By Caroline Phaneuf  – © Flying Colours & AIRHAWKE

Savvy buyers looking to invest in a VIP or corporate shuttle aircraft are increasingly considering converting a well-priced former regional airliner and customizing it to fit their exact wants and mission needs. The inventory of pre-owned business jets is steadily returning to pre-pandemic norms, but an unexpected legacy of the commercial network reduction is the resurgence of interest in converting regional aircraft to customized business aircraft. 

An attractive option
Converting a regional jet can be an attractive option. «What’s particularly attractive about the conversion concept is that the owner is able to fully customize the interior – and exterior – of the aircraft, and yet the total cost will likely be far less than buying new,» says Eric Gillespie, Vice President, Operations, at Flying Colours, a leading Maintenance, Repair and Overhaul (MRO) company recently acquired by Flexjet. «For a fraction of the price, an owner will have access to an ‘as new’ airframe that emulates the size of a large cabin long-range jet in a much shorter timeframe.»

The conversion process can take a few months, instead of the wait time for new, which is often a few years. The secret to ensuring the added value is to work with a carefully selected MRO, and experienced design engineers, interior designers and project managers. 

«With a conversion, the aircraft is stripped down to its frame and everything is rebuilt inside, meaning owners have carte-blanche – depending on their budget, of course,» says David Vanderzwaag, CEO of AIRHAWKE, an international aircraft design and engineering firm which has worked on conversions for aircraft from several OEMs including Bombardier, Airbus, and Boeing. The Canada-based company is currently working on design engineering projects to convert an Embraer E140 and the first E190 conversion from regional to executive format. AIRHAWKE also supports design engineering for head-of-state widebody aircraft, special missions and medevac projects.

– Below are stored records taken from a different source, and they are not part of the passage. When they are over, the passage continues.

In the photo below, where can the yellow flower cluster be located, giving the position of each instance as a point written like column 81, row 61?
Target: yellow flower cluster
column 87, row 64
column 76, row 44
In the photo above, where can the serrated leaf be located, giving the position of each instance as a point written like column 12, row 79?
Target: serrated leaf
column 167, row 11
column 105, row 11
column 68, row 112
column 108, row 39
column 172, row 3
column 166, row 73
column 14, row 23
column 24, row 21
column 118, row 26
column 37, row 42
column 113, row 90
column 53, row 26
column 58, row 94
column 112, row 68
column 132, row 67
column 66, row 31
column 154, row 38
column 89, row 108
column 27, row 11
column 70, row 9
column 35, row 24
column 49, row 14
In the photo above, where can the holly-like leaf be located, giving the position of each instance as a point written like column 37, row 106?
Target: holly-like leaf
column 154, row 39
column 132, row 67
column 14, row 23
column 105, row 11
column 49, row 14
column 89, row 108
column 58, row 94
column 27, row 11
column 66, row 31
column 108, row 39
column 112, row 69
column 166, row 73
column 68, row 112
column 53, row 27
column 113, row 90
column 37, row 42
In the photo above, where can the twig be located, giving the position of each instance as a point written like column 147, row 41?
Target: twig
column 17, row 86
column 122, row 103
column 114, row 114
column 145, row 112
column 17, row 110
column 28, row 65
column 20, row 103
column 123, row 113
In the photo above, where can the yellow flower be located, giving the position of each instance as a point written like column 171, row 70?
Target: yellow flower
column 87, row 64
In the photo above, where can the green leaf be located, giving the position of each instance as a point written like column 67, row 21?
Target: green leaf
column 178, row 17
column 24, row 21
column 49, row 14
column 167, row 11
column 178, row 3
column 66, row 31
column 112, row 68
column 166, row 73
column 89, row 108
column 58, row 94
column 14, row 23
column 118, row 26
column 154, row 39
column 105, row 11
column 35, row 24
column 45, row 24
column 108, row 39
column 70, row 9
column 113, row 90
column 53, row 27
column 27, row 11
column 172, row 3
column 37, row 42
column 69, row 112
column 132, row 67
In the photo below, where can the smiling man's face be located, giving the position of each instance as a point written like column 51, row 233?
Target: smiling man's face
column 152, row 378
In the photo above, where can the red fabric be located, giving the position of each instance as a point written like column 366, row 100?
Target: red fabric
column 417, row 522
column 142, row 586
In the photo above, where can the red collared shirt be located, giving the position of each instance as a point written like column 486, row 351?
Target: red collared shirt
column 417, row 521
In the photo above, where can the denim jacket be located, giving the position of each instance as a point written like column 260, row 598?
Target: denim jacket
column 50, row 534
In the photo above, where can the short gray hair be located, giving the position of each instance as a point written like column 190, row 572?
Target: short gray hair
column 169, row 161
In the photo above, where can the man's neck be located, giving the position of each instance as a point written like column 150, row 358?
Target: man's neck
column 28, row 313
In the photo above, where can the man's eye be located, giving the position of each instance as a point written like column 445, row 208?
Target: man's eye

An infinite number of configurations
A conversion easily opens the door to an infinite number of configurations. Gillespie explains projects they’ve completed have resulted in VVIP cabins, hybrid models where VIP and medevac layout feature in the same cabin, and mixed cabins where a VIP configuration up front is complemented by a corporate shuttle layout in the aft cabin. «Once the cabin design is finalized, we’ll work with the MRO to ensure that the requests are achievable and can be certified. Our job is to make sure the vision of the owner can be realized while meeting industry standards. We welcome these challenges,» adds Vanderzwaag. 
Once the layout is established, the engineering of the interior takes place, usually completely reconfiguring the electrical, water, waste and environmental control systems including humidification, the connectivity system (which will likely be chosen based on the use of the aircraft and where it flies), the entertainment systems, lighting, and more. «The most crucial part of the engineering of a conversion is at the outset, selecting seats, equipment and a layout that are certifiable. With that established, the rest of the modification can proceed without major risk,» explains Vanderzwaag. 
Seats and divans can be shaped to measure, upholstered in the coverings of the owner’s choosing, whether embossed leather, wool blends or new sustainable materials. Monuments can be custom-built to incorporate high-end expresso machines or special fridges and finished in selected veneers. 
«Overhauling any cabin is always a complex process requiring well-executed project management, technical skills, engineering know-how, and the ability to turn ideas into reality. Customers have all kinds of requests, many of them looking to emulate the luxury VIP interiors inside large cabin long-range business jets. All those requests require enormous amounts of expertise as one endeavours to realize the customer’s dream while ensuring the design is certifiable and can be done within budget,» he says.

Available airframes
With the pandemic causing a reduction in commercial airline networks, there are many airframes sitting in hangars. The airlines are keen to divest their assets rather than have them grounded, meaning buyers can potentially negotiate an attractive buying price. After having worked on dozens of conversions over the years, Gillespie advises that an owner needs to consider several factors when making a pre-owned purchase. «The main factor relates to the number of hours the aircraft has flown, the lower the engine time, the better. A good maintenance heritage is also important,» he explains.

Increased popularity
Recognizing the need left by a reduced air transport network, the option of converting a regional jet to business use has increased in popularity – and among new audiences. Not only have high net-worth individuals started to go this route, but charter operators, as well as investment banks and corporations, have turned to conversions, as the benefits, for many, outweigh the drawbacks. The potential offered by a revamped regional jet is undeniably appealing.